A Defensoria Pública do Estado da Bahia (DPE/BA), em Guanambi, por meio do defensor público Victor Fagundes Marques, e o Centro Terapêutico de Guanambi (Ceteg), representado pelo seu diretor, Tancredo Mota, estiveram reunidos para discutir as iniciativas para a implementação da Rede de Proteção aos Dependentes Químicos assim como a possibilidade de inserção de crianças e adolescentes vítimas de álcool e outras substâncias psicoativas.

Os representantes das instituições discutiram ainda a mobilização a fim de acompanhar famílias com crianças em situação de risco, além da elaboração de cronogramas dos fluxos para atendimento e encaminhamento de crianças e adolescentes submetidos a riscos e direitos violados.

Segundo a DPE/BA, a reunião foi solicitada por Tancredo Mota, após tomar conhecimento da atuação do órgão em prol da promoção e defesa dos direitos da crianças e dos adolescentes em articulação com Centros de Atenção Psicossocial Álcool e Drogas – CAPS AD.

Victor Fagundes destacou que a inserção de crianças e adolescentes na rede de proteção é uma demanda crescente em Guanambi. “A Secretaria de Saúde Municipal entende que o CAPS AD não pode atender criança e adolescente com uso problemático de álcool e drogas.
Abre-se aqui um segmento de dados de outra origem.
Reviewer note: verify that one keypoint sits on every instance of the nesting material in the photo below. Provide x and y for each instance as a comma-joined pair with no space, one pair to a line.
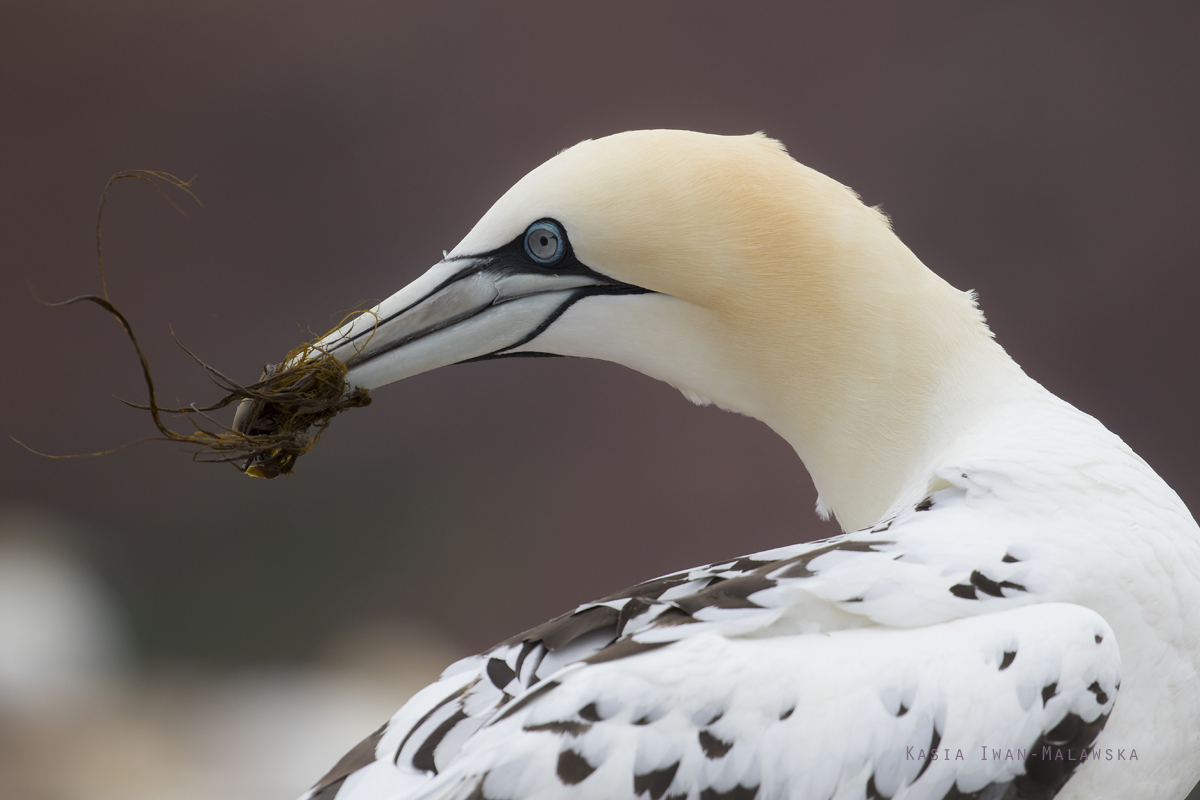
279,419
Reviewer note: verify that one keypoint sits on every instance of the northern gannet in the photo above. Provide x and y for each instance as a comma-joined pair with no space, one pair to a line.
1014,611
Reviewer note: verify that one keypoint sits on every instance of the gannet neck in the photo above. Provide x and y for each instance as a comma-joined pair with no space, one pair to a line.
729,270
798,304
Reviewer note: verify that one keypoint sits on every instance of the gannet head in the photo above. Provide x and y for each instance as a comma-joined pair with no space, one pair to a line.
726,269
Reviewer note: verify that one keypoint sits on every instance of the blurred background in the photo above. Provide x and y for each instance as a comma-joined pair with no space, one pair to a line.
177,631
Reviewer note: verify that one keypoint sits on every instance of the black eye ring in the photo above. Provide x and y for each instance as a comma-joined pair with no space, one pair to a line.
545,242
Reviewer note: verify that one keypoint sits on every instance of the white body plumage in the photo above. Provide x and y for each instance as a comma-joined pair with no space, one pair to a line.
1020,595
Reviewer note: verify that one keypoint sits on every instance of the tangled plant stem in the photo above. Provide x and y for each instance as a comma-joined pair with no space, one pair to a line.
280,417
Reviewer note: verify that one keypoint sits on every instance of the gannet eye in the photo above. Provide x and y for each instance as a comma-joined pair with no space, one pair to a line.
545,242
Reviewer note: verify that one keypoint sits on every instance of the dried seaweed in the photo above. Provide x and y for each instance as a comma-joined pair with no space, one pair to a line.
280,417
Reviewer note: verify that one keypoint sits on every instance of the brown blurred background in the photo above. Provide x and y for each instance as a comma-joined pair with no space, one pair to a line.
1042,154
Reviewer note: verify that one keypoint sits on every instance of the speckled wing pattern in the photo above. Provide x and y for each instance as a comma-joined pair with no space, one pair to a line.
929,656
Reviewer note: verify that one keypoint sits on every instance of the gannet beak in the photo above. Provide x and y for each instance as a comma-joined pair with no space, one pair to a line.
463,308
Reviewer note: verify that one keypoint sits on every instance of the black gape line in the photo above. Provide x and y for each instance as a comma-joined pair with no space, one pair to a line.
509,259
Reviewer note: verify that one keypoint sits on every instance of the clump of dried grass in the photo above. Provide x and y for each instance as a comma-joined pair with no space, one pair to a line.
280,417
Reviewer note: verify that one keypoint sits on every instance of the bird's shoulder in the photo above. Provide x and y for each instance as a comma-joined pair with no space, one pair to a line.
945,558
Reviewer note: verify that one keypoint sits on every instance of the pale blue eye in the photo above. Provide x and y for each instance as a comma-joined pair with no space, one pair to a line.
544,242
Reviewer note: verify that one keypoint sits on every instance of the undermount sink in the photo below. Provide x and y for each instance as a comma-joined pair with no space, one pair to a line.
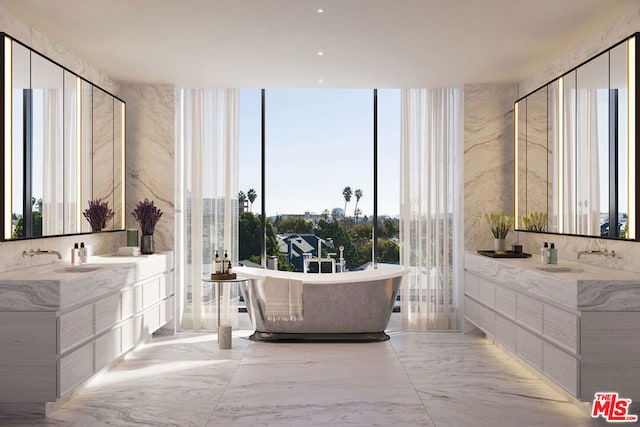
560,269
77,269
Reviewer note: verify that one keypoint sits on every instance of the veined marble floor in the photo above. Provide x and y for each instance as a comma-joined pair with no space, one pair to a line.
415,379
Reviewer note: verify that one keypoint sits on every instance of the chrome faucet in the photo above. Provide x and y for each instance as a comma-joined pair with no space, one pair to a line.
604,252
41,252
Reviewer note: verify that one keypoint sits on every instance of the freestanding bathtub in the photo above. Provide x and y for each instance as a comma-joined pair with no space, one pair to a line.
349,306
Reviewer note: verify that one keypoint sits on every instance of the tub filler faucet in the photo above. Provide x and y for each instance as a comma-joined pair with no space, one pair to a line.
604,252
41,252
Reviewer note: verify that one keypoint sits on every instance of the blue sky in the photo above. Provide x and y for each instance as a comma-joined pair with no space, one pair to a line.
319,141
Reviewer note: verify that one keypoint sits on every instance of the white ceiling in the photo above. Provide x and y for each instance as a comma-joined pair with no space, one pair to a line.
275,43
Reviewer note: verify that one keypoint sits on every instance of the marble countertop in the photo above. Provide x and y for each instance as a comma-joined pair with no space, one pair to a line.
58,286
573,285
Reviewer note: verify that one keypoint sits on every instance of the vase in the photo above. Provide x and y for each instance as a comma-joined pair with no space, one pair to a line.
146,244
500,246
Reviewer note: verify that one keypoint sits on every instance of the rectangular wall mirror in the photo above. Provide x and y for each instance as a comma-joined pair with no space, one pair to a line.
575,149
64,145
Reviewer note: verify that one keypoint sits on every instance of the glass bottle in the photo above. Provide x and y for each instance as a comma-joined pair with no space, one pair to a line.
216,264
225,263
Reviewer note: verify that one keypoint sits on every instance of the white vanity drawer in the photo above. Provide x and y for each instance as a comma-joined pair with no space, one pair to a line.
529,312
75,367
128,303
151,291
107,313
76,327
486,292
561,327
562,368
131,331
506,302
529,347
151,319
166,311
108,348
481,316
471,285
506,332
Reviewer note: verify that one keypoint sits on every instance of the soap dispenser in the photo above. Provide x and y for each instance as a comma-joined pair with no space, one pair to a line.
553,254
544,253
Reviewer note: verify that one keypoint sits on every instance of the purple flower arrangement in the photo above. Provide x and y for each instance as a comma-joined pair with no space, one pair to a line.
98,214
147,215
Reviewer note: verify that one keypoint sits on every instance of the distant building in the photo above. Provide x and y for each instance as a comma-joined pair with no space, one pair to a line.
295,246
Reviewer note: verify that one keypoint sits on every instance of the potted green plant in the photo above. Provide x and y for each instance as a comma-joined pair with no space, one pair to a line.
98,214
500,225
147,216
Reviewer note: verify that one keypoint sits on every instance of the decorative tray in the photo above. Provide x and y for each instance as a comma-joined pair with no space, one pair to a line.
223,276
508,254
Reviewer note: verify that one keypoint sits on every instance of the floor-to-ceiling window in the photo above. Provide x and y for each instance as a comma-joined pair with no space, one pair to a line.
318,178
Assim, inexistindo o cuidado com a saúde dos mesmos, observamos que há um rompimento da rede de proteção e um excesso de representações por atos infracionais vinculados a tal problema de saúde pública”, afirmou.
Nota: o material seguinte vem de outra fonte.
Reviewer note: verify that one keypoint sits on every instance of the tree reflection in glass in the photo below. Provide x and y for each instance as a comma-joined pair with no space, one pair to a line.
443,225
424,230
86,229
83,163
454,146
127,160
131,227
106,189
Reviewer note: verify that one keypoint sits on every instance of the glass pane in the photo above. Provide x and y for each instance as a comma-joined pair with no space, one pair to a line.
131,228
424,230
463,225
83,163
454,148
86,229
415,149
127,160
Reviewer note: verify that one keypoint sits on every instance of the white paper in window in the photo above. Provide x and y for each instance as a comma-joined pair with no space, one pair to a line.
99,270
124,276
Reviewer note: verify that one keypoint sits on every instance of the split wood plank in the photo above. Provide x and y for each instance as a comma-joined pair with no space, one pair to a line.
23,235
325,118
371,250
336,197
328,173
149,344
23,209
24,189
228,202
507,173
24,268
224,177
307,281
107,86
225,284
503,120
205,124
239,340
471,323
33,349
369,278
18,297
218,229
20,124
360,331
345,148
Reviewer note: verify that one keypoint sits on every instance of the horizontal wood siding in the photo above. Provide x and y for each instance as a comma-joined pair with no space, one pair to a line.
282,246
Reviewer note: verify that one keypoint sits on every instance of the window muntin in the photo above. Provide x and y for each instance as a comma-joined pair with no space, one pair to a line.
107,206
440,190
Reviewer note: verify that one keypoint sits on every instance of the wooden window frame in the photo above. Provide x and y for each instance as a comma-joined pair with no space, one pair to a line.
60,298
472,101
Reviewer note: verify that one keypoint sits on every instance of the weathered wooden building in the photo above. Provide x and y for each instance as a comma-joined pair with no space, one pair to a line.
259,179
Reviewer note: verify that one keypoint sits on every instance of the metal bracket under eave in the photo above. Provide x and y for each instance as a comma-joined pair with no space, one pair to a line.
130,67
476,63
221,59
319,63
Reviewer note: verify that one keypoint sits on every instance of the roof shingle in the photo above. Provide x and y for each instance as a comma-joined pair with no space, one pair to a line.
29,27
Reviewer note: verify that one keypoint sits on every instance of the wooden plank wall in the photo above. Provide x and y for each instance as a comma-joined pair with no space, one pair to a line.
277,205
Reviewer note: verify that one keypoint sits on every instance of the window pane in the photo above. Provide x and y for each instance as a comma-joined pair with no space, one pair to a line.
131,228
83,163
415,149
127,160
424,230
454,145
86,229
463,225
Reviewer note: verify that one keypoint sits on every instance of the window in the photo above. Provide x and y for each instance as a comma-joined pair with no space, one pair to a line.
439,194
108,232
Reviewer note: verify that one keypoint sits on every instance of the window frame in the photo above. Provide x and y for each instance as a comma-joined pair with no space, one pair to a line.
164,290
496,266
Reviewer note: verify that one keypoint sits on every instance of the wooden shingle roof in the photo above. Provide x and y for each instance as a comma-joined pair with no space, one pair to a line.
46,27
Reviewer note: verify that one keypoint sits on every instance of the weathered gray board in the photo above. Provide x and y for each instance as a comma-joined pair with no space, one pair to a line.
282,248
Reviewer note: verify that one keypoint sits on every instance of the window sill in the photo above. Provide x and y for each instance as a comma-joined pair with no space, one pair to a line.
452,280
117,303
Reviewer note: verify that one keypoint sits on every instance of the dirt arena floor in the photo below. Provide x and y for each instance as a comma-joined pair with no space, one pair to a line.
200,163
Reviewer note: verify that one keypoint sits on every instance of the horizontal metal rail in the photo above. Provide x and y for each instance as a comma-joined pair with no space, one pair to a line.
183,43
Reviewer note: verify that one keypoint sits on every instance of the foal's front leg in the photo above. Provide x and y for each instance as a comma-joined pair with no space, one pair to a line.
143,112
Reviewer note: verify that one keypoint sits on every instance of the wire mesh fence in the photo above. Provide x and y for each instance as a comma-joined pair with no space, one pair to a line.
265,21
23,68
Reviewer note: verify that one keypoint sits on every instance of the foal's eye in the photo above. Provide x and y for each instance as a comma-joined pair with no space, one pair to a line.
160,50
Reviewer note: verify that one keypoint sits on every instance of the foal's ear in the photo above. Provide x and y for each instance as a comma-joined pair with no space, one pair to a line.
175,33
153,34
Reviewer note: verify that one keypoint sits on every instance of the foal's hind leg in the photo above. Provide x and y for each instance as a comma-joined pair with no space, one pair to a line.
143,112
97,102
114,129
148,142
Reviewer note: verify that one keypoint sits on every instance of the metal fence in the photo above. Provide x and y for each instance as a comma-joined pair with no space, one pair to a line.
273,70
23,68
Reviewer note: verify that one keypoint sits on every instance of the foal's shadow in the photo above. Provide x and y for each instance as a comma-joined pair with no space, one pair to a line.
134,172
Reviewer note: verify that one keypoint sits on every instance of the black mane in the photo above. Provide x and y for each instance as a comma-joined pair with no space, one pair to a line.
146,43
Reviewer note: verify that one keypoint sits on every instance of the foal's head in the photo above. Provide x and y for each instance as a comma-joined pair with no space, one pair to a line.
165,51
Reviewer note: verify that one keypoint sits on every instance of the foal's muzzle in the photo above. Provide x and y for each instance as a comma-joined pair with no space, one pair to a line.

Atualmente há 159 crianças e adolescentes nesta situação, segundo o Centro de Referência de Assistência Social – Cras e o Centro de Referência Especializado de Assistência Social – Creas. A identificação da demanda ocorreu após reunião realizada na Secretaria Municipal de Assistência Social, em janeiro de 2020, que teve entre as resoluções o encaminhamento da relação de pessoas que se enquadram nos critérios citados. Em seguida, a DPE/BA encaminhou oficiou a Secretaria de Saúde, requisitando explicações e providências, ainda pendente de resposta.

A discussão aconteceu durante a visita do defensor público às instalações do CETEG. Foi constatado que não há estrutura física e profissionais adequados para atender às necessidades de crianças e adolescentes, além de a Comunidade Terapêutica não realizar tratamento ambulatorial e não dispor de política voltada à redução de danos. Por isso, este público não será encaminhado ao CETEG, mas Defensoria ainda aguarda um retorno da Secretaria de Saúde para que os atendimentos aconteçam no CAPS AD.

Quanto aos demais, Fagundes destaca que “a Defensoria Pública em Guanambi continuará requerendo ao Juízo, como medida cautelar alternativa à prisão, a internação voluntária de presos provisórios da Comarca que tiverem uso problemático de substância psicoativas no CETEG”.